Comme beaucoup d’autres personnes, j’appréhendais une action quelconque pour perturber les élections ; d’où qu’elle vienne ; simplement pour nous empêcher des élections paisibles et prouver que le pays n’est pas stable.

Certains acteurs de la vie politique et syndicale ont appelé au boycott des élections. Selon eux, le système électoral ne permet pas de faire aboutir des réformes radicales de transformations de nos sociétés et de préserver l’indépendance vis-à-vis des puissances impérialistes. Quelle lecture faites-vous de cette posture ?
Ces acteurs auraient bien fait, feraient bien de sortir du bois et combattre à visage ouvert ; suggérer les "réformes radicales" et énoncer ce qu’il faut faire pour "préserver l’indépendance vis-à-vis des puissances impérialistes" ; lisant ces mots, je me revois dans les années 50-60 ! On a le droit d’avoir des convictions, pas celui d’avancer en regardant le rétroviseur. Nous sommes engagés à construire une nation et promouvoir le bien-être de tous ; pas à rêver éveillé ou laisser son rêve "être son maître".

Le candidat élu est passé dès le premier tour de l’élection. Comment expliquez-vous sa performance là où beaucoup pensaient qu’il y aurait nécessairement un second tour ?

Le MPP avait à l’évidence la machine électorale la plus performante, en personnel et en "moyens" comme on dit.

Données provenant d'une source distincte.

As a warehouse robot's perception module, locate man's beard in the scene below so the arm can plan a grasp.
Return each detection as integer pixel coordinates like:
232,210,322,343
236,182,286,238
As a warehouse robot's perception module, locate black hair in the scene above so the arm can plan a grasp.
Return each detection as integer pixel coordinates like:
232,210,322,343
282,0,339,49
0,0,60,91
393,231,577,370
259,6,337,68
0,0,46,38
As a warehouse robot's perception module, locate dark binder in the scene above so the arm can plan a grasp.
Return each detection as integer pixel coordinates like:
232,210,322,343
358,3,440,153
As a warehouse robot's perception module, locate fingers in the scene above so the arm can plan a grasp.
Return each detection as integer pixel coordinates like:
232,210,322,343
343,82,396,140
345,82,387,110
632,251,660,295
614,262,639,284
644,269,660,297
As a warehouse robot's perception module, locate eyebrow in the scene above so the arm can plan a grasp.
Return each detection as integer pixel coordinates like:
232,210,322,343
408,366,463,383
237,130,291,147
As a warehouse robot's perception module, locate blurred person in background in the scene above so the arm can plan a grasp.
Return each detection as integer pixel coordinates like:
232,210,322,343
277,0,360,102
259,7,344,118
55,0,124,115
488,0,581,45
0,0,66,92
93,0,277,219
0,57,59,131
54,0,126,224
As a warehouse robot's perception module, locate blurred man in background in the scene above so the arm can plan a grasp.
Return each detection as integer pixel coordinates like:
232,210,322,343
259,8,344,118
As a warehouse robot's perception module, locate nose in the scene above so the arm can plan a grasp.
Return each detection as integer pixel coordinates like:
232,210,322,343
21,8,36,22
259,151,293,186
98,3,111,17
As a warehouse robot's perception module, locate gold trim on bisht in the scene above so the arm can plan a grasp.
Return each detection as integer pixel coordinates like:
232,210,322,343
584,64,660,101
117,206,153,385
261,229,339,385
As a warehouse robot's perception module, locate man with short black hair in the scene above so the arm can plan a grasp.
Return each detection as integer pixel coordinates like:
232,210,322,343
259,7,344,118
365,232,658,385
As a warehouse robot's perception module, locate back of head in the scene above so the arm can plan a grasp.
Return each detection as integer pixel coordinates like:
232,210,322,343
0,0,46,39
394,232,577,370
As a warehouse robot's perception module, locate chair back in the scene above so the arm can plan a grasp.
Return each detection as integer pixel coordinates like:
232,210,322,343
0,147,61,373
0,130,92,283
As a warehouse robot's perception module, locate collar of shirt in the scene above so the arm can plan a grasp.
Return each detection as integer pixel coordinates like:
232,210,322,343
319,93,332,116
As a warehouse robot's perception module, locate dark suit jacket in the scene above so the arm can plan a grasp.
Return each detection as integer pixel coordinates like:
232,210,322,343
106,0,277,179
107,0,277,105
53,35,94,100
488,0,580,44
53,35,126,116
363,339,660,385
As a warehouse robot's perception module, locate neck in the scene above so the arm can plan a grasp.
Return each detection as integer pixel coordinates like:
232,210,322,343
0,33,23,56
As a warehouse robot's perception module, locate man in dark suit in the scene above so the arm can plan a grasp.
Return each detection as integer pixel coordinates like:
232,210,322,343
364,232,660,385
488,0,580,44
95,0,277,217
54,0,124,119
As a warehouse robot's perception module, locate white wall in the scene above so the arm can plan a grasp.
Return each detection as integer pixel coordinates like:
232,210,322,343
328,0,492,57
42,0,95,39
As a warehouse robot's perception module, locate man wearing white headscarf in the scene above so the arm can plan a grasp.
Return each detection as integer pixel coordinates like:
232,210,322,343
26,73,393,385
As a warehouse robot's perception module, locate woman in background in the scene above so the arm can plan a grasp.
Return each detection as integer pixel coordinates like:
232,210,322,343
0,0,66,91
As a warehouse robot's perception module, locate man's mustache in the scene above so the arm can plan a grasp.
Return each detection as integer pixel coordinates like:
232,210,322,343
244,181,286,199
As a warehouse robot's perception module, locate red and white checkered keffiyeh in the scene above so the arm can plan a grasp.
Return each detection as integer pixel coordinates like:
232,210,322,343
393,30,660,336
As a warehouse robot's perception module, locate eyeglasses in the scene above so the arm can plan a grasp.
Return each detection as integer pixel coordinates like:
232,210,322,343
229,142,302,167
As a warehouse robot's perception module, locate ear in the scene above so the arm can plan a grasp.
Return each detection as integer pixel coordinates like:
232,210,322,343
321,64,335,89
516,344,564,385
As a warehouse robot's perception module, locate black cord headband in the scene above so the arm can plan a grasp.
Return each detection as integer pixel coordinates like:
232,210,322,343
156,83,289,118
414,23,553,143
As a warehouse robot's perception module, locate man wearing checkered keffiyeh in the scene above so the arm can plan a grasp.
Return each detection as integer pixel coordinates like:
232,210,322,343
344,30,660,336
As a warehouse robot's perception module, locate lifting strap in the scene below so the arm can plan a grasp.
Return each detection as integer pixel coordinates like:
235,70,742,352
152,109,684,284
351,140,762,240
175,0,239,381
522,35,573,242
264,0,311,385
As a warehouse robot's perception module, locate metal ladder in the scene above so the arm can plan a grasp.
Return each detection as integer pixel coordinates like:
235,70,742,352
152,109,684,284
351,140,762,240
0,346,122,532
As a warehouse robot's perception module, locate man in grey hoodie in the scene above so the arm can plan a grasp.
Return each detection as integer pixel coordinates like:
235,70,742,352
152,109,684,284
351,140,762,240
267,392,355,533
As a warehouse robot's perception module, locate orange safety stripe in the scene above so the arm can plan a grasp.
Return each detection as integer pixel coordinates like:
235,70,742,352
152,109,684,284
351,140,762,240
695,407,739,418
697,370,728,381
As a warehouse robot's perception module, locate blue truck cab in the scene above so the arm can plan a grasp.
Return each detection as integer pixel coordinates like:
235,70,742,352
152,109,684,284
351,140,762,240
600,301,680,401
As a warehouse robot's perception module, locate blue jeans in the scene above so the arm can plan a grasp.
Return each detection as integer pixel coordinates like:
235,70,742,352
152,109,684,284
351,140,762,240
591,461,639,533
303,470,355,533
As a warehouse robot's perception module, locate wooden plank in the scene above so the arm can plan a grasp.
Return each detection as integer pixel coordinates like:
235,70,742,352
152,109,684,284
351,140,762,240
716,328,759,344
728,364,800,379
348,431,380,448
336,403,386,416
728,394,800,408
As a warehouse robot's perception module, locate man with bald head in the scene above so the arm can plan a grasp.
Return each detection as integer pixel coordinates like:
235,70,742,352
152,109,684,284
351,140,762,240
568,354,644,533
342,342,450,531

Cette victoire de Roch Kaboré et du MPP consacre le retour des anciens caciques du parti de Blaise Compaoré au pouvoir. Dans d’autres pays également comme le Sénégal, le Mali, la Côte d’Ivoire, etc. ce sont d’anciens dignitaires au pouvoir que les électeurs ont porté au pouvoir. On a l’impression que la majorité des électeurs africains ont tendance à accorder une prime aux anciens dirigeants. Comment peut-on expliquer cette tendance ?
Les "anciens caciques" - "anciens dignitaires" - "anciens dirigeants" constituent un groupe rodé à l’exercice du pouvoir, avec un avantage réel sur les autres compétiteurs ; ils ont des réseaux et "des moyens" plus efficaces ; de surcroit, ils bénéficient de rapports probablement plus étroits et déterminants avec de nombreux électeurs qu’ils ont, au fil des ans, fidélisés.

On peut donc avoir un bon programme politique et rester inaudible auprès des populations. Dans ce cas, on n’est pas à la veille de vrais projets de rupture au pouvoir car généralement leurs promoteurs n’ont pas assez de moyens et n’ont pas une expérience du pouvoir.
Sur le premier aspect, à savoir "avoir un bon programme politique et rester inaudible auprès des populations", j’observe que la plupart des gouvernements à travers le monde communiquent mal et/ou pas assez, de surcroit, ils ne sont pas proactifs et se retrouvent à courir après des éclaircissements, des explications alambiquées. Sur le deuxième aspect de votre question sur l’improbabilité de voir rapidement arriver au pouvoir de "vrais projets de rupture", je pense que c’est là que l’opinion nationale attend le nouveau président : démontrer qu’il n’imprime pas une continuité du régime déchu. Enfin sur le dernier aspect selon lequel "les promoteurs des vrais projets de rupture n’ont pas assez de moyens et n’ont pas une expérience du pouvoir", je veux penser que la direction du MPP a "les moyens" et l’expérience du pouvoir, ce qui l’interdit tout tâtonnement, avec très peu de marge pour des erreurs de gouvernance.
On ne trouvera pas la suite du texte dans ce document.